Over the past few months, a number of major broadcasting brands have announced either new entries or upgrades in the Middle East.
Most recently we have seen a significant increase in activity from Turner Broadcasting. Its Cartoon Network franchise has opened a production office in Abu Dhabi at the twofour54 precinct, it has signed a distribution agreement with local production house Lammtara for its popular Freej series and also revealed plans for an Arabic Cartoon Network channel.
Turner’s CNN opened a major broadcasting hub in Abu Dhabi last year. Last month the group’s TNT entertainment channel was also tipped to make a regional bow.
When added to the MTV Network International channels, the Fox stable and several European ventures, the region now has a great number of international brands either operating in the region or offering content tailored for it.
But what is the overall consequence of this for local broadcasters and could channels tied to the major studios and networks in the US start to cling onto their local rights?
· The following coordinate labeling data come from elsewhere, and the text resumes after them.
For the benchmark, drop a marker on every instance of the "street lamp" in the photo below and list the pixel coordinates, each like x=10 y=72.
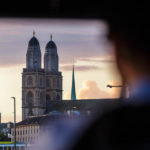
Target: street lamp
x=14 y=122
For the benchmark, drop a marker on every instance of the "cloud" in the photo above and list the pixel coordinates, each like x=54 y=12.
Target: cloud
x=115 y=92
x=106 y=59
x=79 y=68
x=90 y=90
x=73 y=38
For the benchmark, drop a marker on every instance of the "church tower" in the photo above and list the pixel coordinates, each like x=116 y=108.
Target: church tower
x=52 y=74
x=33 y=82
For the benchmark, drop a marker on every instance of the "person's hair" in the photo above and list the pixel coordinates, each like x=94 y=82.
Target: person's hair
x=129 y=19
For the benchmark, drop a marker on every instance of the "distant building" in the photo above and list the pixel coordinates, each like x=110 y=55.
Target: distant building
x=73 y=89
x=40 y=85
x=0 y=118
x=6 y=128
x=29 y=130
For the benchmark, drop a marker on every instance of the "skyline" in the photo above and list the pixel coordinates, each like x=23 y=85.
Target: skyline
x=82 y=40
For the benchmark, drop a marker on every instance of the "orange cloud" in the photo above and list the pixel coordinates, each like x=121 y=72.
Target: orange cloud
x=115 y=92
x=90 y=90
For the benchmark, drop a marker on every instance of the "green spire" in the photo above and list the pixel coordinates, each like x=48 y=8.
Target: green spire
x=73 y=90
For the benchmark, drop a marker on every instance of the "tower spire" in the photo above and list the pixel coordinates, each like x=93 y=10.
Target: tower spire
x=51 y=36
x=73 y=89
x=33 y=33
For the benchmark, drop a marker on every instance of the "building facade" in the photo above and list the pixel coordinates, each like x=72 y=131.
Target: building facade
x=40 y=85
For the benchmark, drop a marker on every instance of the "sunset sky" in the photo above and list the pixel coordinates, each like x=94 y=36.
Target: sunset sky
x=83 y=41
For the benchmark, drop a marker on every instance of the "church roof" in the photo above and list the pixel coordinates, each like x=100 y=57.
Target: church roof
x=33 y=41
x=37 y=120
x=50 y=45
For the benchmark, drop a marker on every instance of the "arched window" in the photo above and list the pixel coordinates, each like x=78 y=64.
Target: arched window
x=58 y=85
x=30 y=81
x=41 y=98
x=54 y=96
x=48 y=83
x=41 y=81
x=30 y=97
x=47 y=99
x=54 y=83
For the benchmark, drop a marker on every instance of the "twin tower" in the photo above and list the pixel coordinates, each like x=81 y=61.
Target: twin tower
x=40 y=86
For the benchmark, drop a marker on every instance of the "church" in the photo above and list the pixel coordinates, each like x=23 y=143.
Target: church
x=42 y=87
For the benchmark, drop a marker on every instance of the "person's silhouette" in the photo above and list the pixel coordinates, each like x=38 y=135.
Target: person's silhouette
x=127 y=127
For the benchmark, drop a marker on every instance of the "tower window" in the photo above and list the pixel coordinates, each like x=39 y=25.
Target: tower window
x=48 y=83
x=29 y=98
x=40 y=81
x=41 y=98
x=58 y=85
x=30 y=81
x=58 y=97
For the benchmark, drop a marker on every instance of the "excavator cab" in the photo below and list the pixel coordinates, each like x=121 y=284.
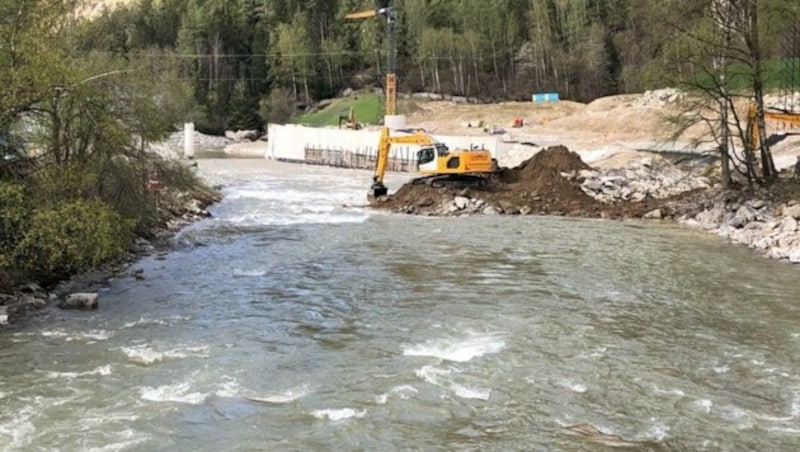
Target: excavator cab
x=429 y=154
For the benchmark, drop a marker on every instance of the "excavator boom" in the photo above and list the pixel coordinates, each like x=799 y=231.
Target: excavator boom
x=362 y=14
x=439 y=166
x=785 y=117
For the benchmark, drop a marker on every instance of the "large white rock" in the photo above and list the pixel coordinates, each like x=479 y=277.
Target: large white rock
x=85 y=301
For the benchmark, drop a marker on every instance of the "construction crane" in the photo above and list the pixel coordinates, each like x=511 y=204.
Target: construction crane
x=438 y=165
x=391 y=64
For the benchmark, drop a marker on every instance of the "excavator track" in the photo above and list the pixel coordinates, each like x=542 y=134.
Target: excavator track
x=452 y=181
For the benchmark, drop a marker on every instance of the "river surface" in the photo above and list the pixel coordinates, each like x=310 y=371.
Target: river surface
x=290 y=321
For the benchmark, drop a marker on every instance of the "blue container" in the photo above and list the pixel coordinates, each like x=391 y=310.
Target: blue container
x=545 y=97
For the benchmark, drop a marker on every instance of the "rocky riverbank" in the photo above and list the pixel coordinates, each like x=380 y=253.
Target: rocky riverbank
x=556 y=181
x=177 y=209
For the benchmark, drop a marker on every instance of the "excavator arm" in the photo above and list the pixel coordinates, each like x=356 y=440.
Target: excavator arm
x=755 y=132
x=385 y=143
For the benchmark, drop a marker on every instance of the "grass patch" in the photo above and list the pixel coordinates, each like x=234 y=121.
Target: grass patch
x=368 y=109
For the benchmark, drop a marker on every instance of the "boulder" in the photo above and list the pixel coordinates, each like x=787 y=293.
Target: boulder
x=654 y=215
x=80 y=300
x=744 y=215
x=5 y=317
x=425 y=202
x=461 y=202
x=788 y=224
x=792 y=211
x=510 y=208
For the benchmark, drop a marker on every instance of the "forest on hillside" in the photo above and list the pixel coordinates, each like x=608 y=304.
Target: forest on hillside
x=246 y=59
x=81 y=98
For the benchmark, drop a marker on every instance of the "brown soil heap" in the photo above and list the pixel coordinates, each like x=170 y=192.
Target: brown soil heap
x=547 y=183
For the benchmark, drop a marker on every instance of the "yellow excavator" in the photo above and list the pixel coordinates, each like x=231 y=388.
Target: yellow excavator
x=781 y=116
x=438 y=165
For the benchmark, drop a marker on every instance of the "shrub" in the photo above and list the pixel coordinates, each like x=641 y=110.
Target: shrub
x=72 y=237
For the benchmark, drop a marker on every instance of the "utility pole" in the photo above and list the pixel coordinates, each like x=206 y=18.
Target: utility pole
x=391 y=64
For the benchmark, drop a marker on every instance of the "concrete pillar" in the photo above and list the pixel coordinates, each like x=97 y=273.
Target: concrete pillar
x=395 y=122
x=188 y=139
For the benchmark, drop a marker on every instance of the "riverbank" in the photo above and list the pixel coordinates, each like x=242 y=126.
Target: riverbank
x=556 y=181
x=177 y=209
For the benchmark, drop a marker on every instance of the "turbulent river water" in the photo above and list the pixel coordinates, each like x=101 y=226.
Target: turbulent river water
x=290 y=321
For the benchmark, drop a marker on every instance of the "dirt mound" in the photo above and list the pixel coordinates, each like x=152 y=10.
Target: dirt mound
x=547 y=183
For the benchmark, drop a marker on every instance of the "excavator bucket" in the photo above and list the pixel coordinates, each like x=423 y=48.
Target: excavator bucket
x=362 y=14
x=376 y=191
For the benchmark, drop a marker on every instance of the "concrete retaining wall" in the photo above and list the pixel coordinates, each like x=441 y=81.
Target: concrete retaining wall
x=357 y=148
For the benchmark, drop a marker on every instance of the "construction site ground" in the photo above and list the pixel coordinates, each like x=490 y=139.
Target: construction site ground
x=562 y=138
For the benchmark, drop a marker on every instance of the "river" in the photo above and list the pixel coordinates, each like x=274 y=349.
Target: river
x=290 y=321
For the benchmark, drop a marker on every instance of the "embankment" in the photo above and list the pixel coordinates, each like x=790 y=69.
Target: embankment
x=556 y=181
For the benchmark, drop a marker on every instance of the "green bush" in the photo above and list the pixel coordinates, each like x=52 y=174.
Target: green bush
x=13 y=214
x=72 y=237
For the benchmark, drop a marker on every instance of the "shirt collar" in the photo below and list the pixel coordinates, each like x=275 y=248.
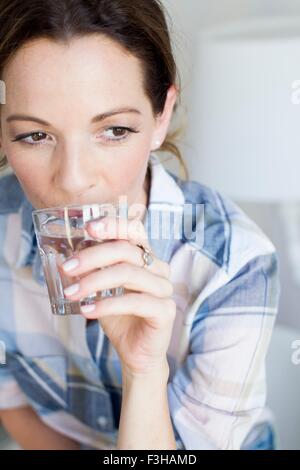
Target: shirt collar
x=165 y=198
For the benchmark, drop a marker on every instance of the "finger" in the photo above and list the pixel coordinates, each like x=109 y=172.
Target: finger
x=110 y=253
x=120 y=275
x=162 y=311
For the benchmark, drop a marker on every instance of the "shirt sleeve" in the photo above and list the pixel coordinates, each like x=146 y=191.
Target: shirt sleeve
x=11 y=395
x=219 y=391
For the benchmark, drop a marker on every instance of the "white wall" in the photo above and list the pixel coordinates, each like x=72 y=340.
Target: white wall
x=188 y=17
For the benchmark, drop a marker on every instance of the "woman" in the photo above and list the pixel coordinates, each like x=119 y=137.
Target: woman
x=178 y=361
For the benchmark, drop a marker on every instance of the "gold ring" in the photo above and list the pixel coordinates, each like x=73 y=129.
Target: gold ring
x=147 y=255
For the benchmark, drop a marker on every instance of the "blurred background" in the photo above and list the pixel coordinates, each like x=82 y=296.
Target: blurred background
x=240 y=68
x=239 y=63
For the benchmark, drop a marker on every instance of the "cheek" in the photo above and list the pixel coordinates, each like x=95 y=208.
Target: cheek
x=34 y=182
x=127 y=177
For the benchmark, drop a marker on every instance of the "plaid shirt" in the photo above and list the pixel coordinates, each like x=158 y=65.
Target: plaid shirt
x=225 y=274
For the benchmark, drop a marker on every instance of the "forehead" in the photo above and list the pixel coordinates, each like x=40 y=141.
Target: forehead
x=91 y=67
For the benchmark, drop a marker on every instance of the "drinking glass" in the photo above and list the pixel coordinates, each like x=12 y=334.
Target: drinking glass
x=61 y=233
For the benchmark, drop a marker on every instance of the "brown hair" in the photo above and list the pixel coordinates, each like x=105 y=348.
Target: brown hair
x=139 y=26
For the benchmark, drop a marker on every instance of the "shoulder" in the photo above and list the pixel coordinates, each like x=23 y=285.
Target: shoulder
x=220 y=230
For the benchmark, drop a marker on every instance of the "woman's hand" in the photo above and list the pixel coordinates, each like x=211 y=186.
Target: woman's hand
x=139 y=323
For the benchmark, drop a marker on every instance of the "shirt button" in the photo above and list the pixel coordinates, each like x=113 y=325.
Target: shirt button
x=102 y=421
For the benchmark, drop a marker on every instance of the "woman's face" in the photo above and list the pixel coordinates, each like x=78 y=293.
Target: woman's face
x=57 y=127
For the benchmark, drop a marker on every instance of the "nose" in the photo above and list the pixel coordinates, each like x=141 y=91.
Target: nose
x=74 y=172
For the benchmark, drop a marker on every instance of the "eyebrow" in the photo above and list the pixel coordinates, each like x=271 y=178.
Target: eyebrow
x=96 y=119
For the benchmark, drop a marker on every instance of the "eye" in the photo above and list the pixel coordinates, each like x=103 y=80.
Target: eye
x=117 y=134
x=35 y=138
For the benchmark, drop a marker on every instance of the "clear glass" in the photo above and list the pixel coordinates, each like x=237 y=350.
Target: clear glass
x=61 y=233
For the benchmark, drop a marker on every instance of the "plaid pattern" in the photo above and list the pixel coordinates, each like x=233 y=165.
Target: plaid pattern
x=225 y=274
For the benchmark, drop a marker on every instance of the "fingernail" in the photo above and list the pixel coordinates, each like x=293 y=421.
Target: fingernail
x=88 y=308
x=71 y=289
x=70 y=265
x=98 y=226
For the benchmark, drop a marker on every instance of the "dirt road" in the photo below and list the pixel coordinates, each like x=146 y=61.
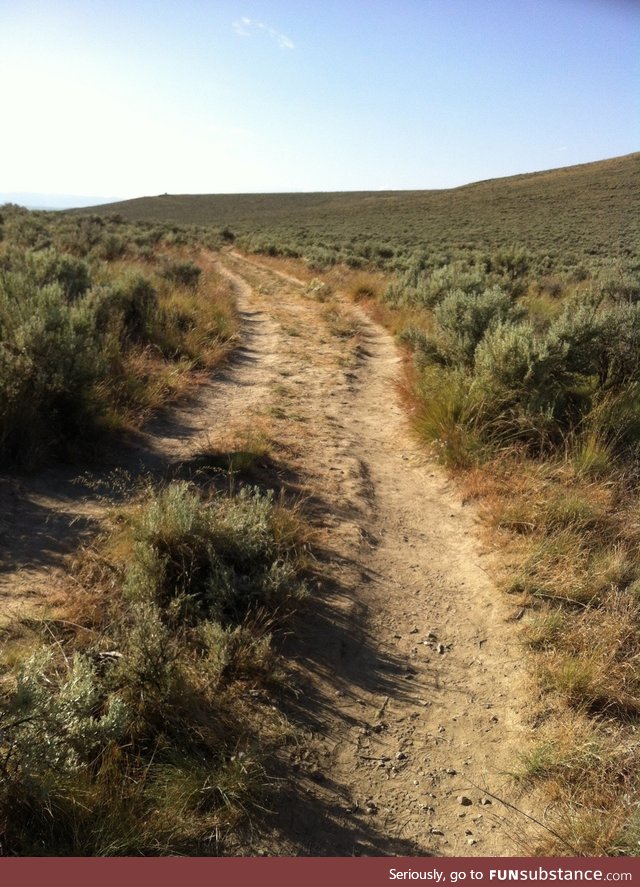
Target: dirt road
x=411 y=698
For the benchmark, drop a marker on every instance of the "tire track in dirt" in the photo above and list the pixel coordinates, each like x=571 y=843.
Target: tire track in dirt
x=46 y=516
x=414 y=700
x=410 y=682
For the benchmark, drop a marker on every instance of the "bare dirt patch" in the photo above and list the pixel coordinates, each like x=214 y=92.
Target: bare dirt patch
x=414 y=698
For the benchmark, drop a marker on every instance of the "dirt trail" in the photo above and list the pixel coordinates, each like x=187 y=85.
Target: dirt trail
x=44 y=517
x=412 y=699
x=413 y=683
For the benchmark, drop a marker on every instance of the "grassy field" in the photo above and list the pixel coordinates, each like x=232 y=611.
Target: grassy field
x=583 y=216
x=517 y=304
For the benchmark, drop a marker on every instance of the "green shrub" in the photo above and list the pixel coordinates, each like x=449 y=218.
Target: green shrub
x=182 y=273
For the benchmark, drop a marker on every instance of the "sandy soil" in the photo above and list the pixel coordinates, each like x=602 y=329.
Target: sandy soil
x=412 y=695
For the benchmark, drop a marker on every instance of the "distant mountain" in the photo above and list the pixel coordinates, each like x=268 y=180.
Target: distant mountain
x=51 y=201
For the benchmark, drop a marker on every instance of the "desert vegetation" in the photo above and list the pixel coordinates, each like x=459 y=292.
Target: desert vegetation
x=139 y=725
x=517 y=306
x=99 y=324
x=135 y=718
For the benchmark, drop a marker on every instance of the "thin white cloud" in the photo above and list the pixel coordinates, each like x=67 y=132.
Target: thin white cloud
x=245 y=26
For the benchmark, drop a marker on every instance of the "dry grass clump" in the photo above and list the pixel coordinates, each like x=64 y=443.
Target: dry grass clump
x=89 y=344
x=140 y=725
x=569 y=547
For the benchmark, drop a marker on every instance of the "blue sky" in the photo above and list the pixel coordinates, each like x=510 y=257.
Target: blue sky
x=125 y=98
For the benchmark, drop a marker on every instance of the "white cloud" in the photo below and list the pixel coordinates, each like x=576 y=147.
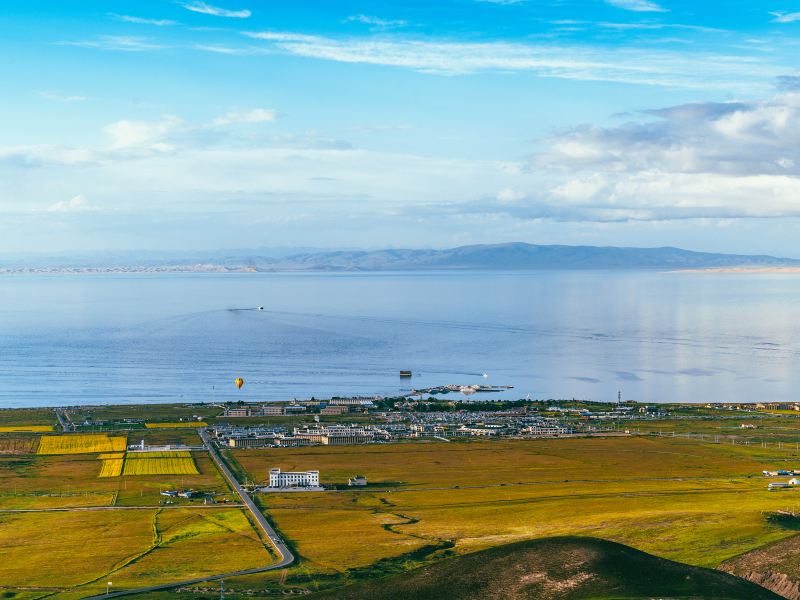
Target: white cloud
x=142 y=134
x=637 y=5
x=62 y=97
x=376 y=21
x=510 y=195
x=207 y=9
x=75 y=204
x=144 y=21
x=256 y=115
x=119 y=43
x=725 y=160
x=620 y=64
x=782 y=17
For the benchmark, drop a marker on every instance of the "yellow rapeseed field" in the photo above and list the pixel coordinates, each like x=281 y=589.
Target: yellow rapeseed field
x=111 y=467
x=24 y=428
x=162 y=454
x=176 y=425
x=80 y=444
x=159 y=466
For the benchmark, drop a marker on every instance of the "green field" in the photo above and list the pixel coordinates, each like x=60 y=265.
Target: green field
x=693 y=502
x=140 y=541
x=131 y=548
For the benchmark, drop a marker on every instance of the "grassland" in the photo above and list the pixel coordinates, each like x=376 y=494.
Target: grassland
x=555 y=569
x=81 y=443
x=680 y=499
x=138 y=542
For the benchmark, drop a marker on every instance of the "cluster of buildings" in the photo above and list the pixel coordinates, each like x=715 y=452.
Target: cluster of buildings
x=517 y=423
x=334 y=406
x=316 y=435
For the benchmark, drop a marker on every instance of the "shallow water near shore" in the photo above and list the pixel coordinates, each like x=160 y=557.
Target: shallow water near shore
x=657 y=337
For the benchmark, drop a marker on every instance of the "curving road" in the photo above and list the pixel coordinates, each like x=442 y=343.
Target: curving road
x=286 y=555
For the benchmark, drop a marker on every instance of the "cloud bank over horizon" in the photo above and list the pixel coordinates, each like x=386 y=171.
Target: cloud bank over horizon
x=636 y=122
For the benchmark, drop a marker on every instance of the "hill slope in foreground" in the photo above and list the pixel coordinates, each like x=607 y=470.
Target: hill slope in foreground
x=562 y=568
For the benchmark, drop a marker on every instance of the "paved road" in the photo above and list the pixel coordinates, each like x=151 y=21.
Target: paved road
x=63 y=421
x=112 y=508
x=286 y=555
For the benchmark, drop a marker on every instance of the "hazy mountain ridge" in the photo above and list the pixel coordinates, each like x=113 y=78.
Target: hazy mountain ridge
x=511 y=256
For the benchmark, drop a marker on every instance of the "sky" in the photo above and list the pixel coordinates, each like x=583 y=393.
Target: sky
x=192 y=125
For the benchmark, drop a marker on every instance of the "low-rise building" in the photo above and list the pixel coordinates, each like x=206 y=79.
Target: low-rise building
x=335 y=435
x=293 y=479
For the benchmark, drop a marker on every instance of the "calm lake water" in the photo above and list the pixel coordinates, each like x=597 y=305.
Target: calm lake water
x=658 y=337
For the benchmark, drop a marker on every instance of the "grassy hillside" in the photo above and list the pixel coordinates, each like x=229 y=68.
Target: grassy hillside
x=563 y=568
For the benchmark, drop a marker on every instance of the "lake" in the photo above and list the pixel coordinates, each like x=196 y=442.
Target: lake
x=657 y=337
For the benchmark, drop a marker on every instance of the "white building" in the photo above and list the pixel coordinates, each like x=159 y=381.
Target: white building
x=295 y=479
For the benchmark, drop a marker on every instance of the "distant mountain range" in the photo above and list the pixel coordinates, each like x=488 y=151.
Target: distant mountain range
x=511 y=256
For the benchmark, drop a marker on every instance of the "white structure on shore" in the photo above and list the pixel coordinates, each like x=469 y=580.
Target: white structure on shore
x=296 y=479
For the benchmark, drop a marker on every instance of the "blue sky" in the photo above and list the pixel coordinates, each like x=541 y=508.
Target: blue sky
x=205 y=125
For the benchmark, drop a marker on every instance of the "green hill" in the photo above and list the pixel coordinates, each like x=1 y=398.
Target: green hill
x=564 y=567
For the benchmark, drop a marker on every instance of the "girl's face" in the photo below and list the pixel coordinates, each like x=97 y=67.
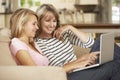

Fox International Channels (FIC) may only operate its Fox Movies and Series channels at present but if it actions in India and Asia are anything to go by we can expect to see more in the near future.
FIC signed an exclusive multi-year rights deal for the FTA premieres of 20th Century Fox. A further increase in the number of international branded channels and subsequent in-house deals with associated content providers could make it difficult for incumbent FTA channels to access content.
Local content could also suffer as confident, well-known brands find their feet and their audience in the region.
Perhaps however, their growing presence is simply a sign of maturity in the market. Overall the likes of Fox Series and MTV Arabia have risen the standards of FTA channels serving the Middle East, filling the bandwidth previously used to support the unsustainable weight of endless vanity broadcasters.
Regardless of your own personal opinion, they’re here to stay.